Load a DataFrame from the specified store. The key is also used to detect the used format.

Parameters:
  • store – store engine

  • key – Key that specifies a path where object should be retrieved from the store resource.

  • filter_query – Optional query to filter the DataFrame. Must adhere to the specification of pandas.DataFrame.query.

  • columns – Only read in listed columns. When set to None, the full file will be read in.

  • predicate_pushdown_to_io – Push predicates through to the I/O layer, default True. Disable this if you see problems with predicate pushdown for the given file even if the file format supports it. Note that this option only hides problems in the store layer that need to be addressed there.

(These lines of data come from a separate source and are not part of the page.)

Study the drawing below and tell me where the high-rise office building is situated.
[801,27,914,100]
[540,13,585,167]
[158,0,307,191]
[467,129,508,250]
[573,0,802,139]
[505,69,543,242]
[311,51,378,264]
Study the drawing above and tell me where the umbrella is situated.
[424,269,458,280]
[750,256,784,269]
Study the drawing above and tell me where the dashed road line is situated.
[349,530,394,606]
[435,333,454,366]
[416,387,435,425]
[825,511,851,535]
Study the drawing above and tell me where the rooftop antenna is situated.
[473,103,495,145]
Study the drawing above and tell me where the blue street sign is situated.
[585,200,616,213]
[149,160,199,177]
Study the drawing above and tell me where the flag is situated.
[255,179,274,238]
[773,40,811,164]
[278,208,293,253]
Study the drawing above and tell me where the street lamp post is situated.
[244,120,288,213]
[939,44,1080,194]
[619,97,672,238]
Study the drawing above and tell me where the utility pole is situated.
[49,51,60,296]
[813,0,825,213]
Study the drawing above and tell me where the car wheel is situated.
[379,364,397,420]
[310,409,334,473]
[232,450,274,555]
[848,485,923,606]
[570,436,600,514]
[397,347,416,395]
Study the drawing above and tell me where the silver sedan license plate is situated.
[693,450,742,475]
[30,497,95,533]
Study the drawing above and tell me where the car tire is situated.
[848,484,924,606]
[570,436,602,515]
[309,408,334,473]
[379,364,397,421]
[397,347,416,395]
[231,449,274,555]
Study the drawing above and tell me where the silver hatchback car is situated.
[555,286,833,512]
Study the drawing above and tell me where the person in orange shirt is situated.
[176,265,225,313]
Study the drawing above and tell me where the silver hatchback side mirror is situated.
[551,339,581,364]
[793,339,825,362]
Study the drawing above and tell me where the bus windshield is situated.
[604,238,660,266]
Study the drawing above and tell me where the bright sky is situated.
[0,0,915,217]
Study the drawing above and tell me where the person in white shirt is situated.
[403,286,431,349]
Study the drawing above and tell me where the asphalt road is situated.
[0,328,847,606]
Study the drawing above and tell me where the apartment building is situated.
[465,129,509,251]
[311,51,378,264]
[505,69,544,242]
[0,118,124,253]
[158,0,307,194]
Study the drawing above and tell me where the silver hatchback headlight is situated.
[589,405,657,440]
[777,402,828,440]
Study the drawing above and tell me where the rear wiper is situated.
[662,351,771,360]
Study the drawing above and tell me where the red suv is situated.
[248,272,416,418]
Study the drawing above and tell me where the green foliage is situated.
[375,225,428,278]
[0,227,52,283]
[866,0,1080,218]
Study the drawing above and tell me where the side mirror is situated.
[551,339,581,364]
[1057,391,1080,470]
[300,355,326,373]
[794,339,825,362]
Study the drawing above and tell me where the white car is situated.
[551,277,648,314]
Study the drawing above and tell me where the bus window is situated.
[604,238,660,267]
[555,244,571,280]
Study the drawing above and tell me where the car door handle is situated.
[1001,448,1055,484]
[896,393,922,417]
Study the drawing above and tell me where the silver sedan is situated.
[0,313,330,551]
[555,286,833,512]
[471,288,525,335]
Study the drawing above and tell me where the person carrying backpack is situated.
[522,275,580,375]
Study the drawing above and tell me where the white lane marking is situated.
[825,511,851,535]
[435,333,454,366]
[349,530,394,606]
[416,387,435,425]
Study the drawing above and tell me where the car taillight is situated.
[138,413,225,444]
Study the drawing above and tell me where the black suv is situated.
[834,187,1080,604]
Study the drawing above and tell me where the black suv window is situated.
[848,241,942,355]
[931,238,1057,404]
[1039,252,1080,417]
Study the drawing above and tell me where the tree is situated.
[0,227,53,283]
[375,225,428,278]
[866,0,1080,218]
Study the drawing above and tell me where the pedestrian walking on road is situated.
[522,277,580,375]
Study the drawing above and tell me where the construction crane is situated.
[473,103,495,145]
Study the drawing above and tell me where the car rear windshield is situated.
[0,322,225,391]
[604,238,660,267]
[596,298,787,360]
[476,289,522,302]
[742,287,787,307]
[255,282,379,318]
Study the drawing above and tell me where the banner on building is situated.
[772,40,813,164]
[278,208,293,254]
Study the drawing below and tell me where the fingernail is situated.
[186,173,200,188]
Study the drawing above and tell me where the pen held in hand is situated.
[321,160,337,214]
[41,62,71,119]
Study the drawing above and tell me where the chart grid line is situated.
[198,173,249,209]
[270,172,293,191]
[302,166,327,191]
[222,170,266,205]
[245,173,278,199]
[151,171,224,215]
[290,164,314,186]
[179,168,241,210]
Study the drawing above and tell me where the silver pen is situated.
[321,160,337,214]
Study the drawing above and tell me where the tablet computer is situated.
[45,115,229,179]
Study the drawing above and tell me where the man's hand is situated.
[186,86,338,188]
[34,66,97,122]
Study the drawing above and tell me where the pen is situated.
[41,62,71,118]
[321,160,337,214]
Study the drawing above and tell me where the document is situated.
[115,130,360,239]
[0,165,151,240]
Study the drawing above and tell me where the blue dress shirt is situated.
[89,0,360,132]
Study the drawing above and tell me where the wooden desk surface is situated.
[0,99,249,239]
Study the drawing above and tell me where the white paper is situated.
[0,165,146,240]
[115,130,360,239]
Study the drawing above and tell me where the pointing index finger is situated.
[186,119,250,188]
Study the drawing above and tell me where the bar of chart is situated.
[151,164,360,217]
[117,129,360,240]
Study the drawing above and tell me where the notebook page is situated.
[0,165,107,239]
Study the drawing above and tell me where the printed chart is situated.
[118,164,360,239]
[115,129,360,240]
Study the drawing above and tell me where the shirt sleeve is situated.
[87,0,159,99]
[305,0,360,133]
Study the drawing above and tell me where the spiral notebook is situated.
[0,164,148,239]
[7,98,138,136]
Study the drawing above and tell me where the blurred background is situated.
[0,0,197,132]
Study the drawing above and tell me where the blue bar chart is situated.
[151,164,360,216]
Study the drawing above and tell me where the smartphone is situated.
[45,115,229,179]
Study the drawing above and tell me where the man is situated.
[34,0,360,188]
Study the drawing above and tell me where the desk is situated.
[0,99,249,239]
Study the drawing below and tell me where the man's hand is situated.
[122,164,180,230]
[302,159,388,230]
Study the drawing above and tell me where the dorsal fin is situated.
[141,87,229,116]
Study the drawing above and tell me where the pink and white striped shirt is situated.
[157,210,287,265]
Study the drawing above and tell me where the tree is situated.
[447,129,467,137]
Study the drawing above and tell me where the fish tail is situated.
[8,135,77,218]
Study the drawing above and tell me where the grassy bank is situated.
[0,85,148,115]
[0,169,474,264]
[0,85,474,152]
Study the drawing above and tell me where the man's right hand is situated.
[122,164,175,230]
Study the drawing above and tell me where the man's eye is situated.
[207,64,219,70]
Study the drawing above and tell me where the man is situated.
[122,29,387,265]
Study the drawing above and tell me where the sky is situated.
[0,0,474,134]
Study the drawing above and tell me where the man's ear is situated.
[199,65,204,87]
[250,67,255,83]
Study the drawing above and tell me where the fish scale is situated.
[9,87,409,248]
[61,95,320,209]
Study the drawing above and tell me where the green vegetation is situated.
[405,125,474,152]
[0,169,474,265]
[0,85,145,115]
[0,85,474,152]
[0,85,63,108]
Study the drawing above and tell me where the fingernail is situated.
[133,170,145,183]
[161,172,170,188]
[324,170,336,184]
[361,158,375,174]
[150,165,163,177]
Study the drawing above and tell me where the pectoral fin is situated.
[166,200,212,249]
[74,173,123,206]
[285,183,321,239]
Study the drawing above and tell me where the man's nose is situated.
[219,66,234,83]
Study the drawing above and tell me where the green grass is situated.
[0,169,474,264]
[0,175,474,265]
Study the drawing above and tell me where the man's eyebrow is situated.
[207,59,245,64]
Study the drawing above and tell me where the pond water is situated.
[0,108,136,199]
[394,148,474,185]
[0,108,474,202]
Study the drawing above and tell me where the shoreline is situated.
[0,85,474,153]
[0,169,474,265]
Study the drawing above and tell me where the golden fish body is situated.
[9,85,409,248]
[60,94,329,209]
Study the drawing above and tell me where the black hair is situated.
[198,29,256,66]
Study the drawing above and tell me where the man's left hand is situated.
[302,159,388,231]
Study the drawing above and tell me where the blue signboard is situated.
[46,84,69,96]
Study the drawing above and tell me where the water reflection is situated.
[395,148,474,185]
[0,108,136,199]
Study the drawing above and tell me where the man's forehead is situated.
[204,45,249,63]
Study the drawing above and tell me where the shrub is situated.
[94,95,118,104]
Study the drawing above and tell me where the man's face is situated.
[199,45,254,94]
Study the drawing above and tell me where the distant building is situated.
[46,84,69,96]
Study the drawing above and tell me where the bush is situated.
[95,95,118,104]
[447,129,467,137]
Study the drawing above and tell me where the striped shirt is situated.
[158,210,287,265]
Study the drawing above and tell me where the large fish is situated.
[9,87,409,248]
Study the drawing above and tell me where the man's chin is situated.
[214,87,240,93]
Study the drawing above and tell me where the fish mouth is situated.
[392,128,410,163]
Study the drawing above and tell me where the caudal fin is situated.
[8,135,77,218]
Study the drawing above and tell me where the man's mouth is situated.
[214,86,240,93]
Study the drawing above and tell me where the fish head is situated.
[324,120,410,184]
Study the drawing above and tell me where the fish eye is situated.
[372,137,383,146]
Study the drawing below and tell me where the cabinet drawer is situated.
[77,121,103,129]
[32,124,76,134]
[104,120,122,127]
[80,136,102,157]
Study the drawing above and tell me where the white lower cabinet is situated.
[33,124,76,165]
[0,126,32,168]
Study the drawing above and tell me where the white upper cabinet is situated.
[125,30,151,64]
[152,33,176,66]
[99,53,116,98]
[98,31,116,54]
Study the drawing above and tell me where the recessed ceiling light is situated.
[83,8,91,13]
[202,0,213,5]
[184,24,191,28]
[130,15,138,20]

  • categories – Columns that should be loaded as categoricals.

  • predicates

    Optional list of predicates, like [[(‘x’, ‘>’, 0), …], that are used to filter the resulting DataFrame, possibly using predicate pushdown, if supported by the file format. This parameter is not compatible with filter_query.

    Predicates are expressed in disjunctive normal form (DNF). This means that the innermost tuple describe a single column predicate. These inner predicate make are all combined with a conjunction (AND) into a larger predicate. The most outer list then combines all predicates with a disjunction (OR). By this, we should be able to express all kinds of predicates that are possible using boolean logic.

  • date_as_object – Retrieve all date columns as an object column holding datetime.date objects instead of pd.Timestamp. Note that this option only works for type-stable serializers, e.g. ParquetSerializer.

store(store, key_prefix, df)[source]

Persist a DataFrame to the specified store.

The used store format (e.g. Parquet) will be appended to the key.

Parameters:
  • store (minimalkv.KeyValueStore) – store engine

  • key_prefix (str) – Key prefix that specifies a path where object should be stored on the store resource. The used file format will be appended to the key.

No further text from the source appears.